Projection depth for functional data: Theoretical properties
Abstract
We introduce a novel projection depth for data lying in a general Hilbert space, called the regularized projection depth, with a focus on functional data. By regularizing projection directions, the proposed depth does not suffer from the degeneracy issue that may arise when the classical projection depth is naively defined on an infinite-dimensional space. Compared to existing functional depth notions, the regularized projection depth has several advantages: (i) it requires no moment assumptions on the underlying distribution, (ii) it satisfies many desirable depth properties including invariance, monotonicity, and vanishing at infinity, (iii) its sample version uniformly converges under mild conditions, and (iv) it generates a highly robust median. Furthermore, the proposed depth is statistically useful as it (v) does not produce ties in the induced ranks and (vi) effectively detects shape outlying functions. This paper focuses mainly on the theoretical properties of the regularized projection depth.
Summary
This paper introduces a novel "regularized projection depth" (RPD) for functional data analysis, addressing the degeneracy issue that arises when classical projection depth is naively extended to infinite-dimensional Hilbert spaces. The key idea is to regularize the projection directions by excluding those along which the projected data are highly concentrated around their medians. This ensures the depth remains non-degenerate and provides a sensible ranking of data. The paper focuses on establishing the theoretical properties of RPD, including invariance, monotonicity, continuity, and vanishing at infinity. It also proves the consistency of the sample version of RPD and the robustness of the induced median. RPD does not require moment assumptions on the underlying distribution, making it suitable for heavy-tailed data, unlike some existing functional depths. The paper also demonstrates through simulations that RPD is effective in outlier detection. The authors show that the RPD possesses several desirable properties. They establish that the RPD is quasi-concave, median-symmetric, and monotonic on rays. Crucially, they prove the non-degeneracy of RPD under mild conditions and demonstrate that the sample RPD is uniformly consistent for the population RPD under equicontinuity assumptions. Moreover, they show that the RPD median has a breakdown point of 1/2, indicating good robustness. Finally, they illustrate the practical utility of RPD in detecting shape outliers in functional data, comparing its performance favorably against existing functional depth methods like regularized halfspace depth, integrated depth, and infimal depth.
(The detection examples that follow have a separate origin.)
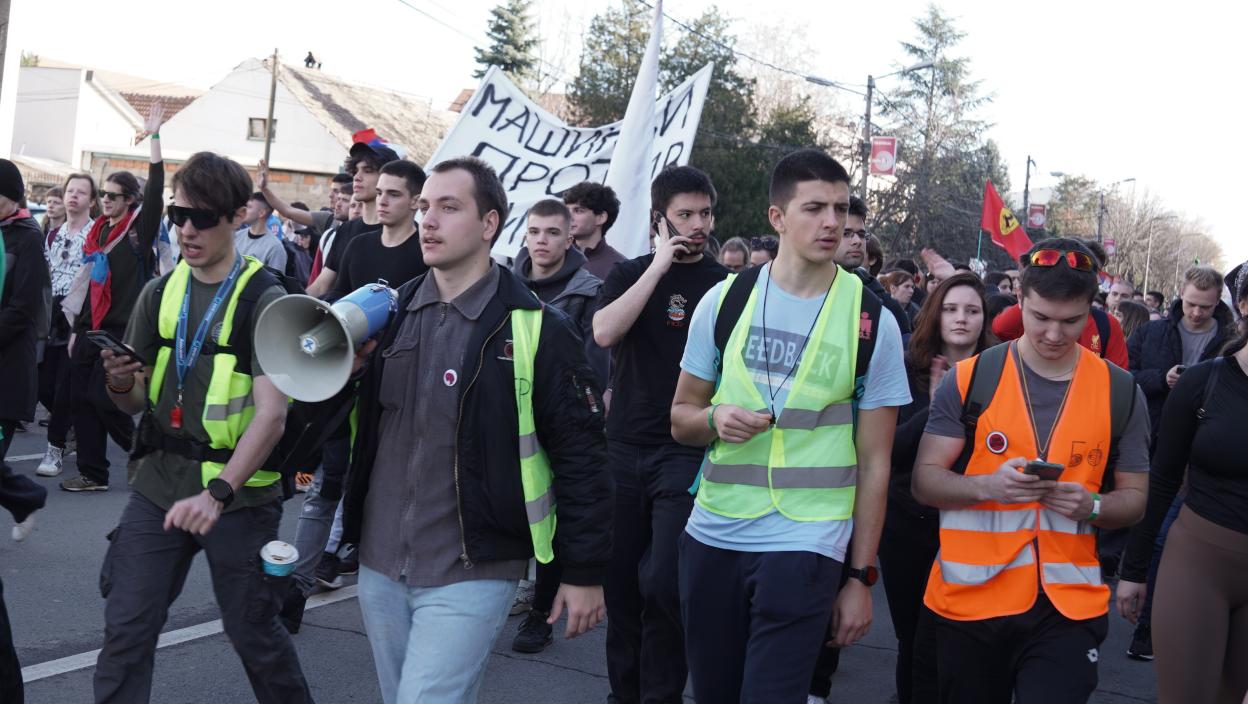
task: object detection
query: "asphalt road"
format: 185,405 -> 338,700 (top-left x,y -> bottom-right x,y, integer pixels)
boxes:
0,423 -> 1157,704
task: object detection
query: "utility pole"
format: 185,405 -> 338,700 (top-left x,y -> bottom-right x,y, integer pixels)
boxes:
265,49 -> 277,164
861,76 -> 875,203
1020,154 -> 1036,232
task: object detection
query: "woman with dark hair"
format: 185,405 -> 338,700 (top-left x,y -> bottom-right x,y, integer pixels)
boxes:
1117,317 -> 1248,704
880,272 -> 996,704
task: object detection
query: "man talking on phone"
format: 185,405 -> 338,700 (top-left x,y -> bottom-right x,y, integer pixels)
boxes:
914,238 -> 1148,704
594,166 -> 729,704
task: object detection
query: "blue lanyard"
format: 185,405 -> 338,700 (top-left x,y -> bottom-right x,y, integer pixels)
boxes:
173,252 -> 243,394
The results of the paper provide a theoretically sound and practically useful tool for functional data analysis.
Key Insights
- •The paper identifies the degeneracy of naive projection depth in infinite-dimensional Hilbert spaces due to the possibility of arbitrarily small MADs along certain projection directions (Theorem 1).
- •The proposed RPD addresses this degeneracy by restricting the set of projection directions to those with MAD greater than a regularization parameter β, ensuring a positive depth value for all data points (Theorem 2).
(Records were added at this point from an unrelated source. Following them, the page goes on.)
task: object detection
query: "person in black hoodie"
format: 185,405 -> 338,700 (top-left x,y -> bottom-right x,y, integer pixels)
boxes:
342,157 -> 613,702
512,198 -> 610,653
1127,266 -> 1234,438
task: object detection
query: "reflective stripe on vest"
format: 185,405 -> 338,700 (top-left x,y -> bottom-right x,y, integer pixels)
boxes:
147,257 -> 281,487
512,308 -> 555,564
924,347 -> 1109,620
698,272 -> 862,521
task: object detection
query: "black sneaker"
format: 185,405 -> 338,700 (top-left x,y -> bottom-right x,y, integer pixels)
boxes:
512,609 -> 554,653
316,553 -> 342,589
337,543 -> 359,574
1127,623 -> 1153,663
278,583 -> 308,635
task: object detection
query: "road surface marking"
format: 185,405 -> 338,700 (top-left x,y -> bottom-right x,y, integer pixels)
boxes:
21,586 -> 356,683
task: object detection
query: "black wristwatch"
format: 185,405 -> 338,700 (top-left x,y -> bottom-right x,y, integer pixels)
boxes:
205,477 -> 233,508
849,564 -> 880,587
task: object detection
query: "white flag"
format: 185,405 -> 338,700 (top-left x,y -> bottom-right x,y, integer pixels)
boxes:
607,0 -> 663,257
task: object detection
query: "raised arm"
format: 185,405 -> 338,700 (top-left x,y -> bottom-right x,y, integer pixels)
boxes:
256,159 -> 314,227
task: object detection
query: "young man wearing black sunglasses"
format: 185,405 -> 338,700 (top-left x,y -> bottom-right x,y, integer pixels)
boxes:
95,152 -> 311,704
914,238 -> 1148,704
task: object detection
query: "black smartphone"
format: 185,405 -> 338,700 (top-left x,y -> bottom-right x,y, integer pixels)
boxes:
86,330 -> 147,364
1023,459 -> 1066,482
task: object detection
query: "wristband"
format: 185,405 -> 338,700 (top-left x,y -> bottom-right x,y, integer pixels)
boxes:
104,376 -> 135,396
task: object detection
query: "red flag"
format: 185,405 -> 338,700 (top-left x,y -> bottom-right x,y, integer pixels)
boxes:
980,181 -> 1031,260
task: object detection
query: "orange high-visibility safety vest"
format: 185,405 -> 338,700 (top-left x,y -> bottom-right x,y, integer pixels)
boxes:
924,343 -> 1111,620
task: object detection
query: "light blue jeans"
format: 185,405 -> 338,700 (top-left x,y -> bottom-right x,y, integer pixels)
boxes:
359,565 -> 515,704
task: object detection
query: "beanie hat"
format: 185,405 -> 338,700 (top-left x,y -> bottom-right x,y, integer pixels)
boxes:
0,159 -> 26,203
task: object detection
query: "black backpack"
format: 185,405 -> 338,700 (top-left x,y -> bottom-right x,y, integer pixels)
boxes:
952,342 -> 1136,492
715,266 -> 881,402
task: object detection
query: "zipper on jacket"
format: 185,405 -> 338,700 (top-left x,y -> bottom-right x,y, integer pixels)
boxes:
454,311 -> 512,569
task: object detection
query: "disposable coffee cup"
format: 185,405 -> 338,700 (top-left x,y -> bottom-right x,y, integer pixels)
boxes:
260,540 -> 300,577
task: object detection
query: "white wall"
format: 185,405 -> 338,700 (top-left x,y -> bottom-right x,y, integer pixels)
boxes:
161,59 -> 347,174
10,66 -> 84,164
- •RPD is shown to be Lipschitz continuous with a constant of 1/β, where β is the regularization parameter, implying that larger β leads to a more stable depth function (Theorem 5, N1).
- •The paper establishes uniform consistency of the sample RPD under an equicontinuity condition on the maximal outlyingness function, providing a theoretical guarantee for its performance on finite samples (Theorem 7).
- •The RPD median is shown to have a breakdown point of 1/2, demonstrating its robustness to outliers in the data (Theorem 10).
- •The paper shows that the RPD value of a point depends only on its projection onto the closed linear span of the regularized direction set, indicating an implicit dimension reduction (Theorem 5, N4).
- •In an outlier detection simulation, RPD significantly outperforms existing functional depths in identifying shape outliers, achieving a mean rank close to the minimum possible value of 0.045 (Section 4.2).
Practical Implications
- •The RPD can be used for robust estimation, outlier detection, hypothesis testing, and data visualization in functional data analysis.
- •Researchers and practitioners working with functional data can use the RPD to obtain a robust measure of centrality and outlyingness, particularly when dealing with heavy-tailed data or shape outliers.
- •The authors provide an R package for efficient computation of the approximated RPD, making the method readily accessible for applied work.
- •The theoretical results provide guidance for selecting the regularization parameter β, suggesting the use of quantiles of MAD[⟨X,V⟩] to ensure a non-empty direction set.
- •Future research directions include exploring the application of RPD to other statistical inference tasks and developing more sophisticated computational procedures for the projection depth in Hilbert spaces.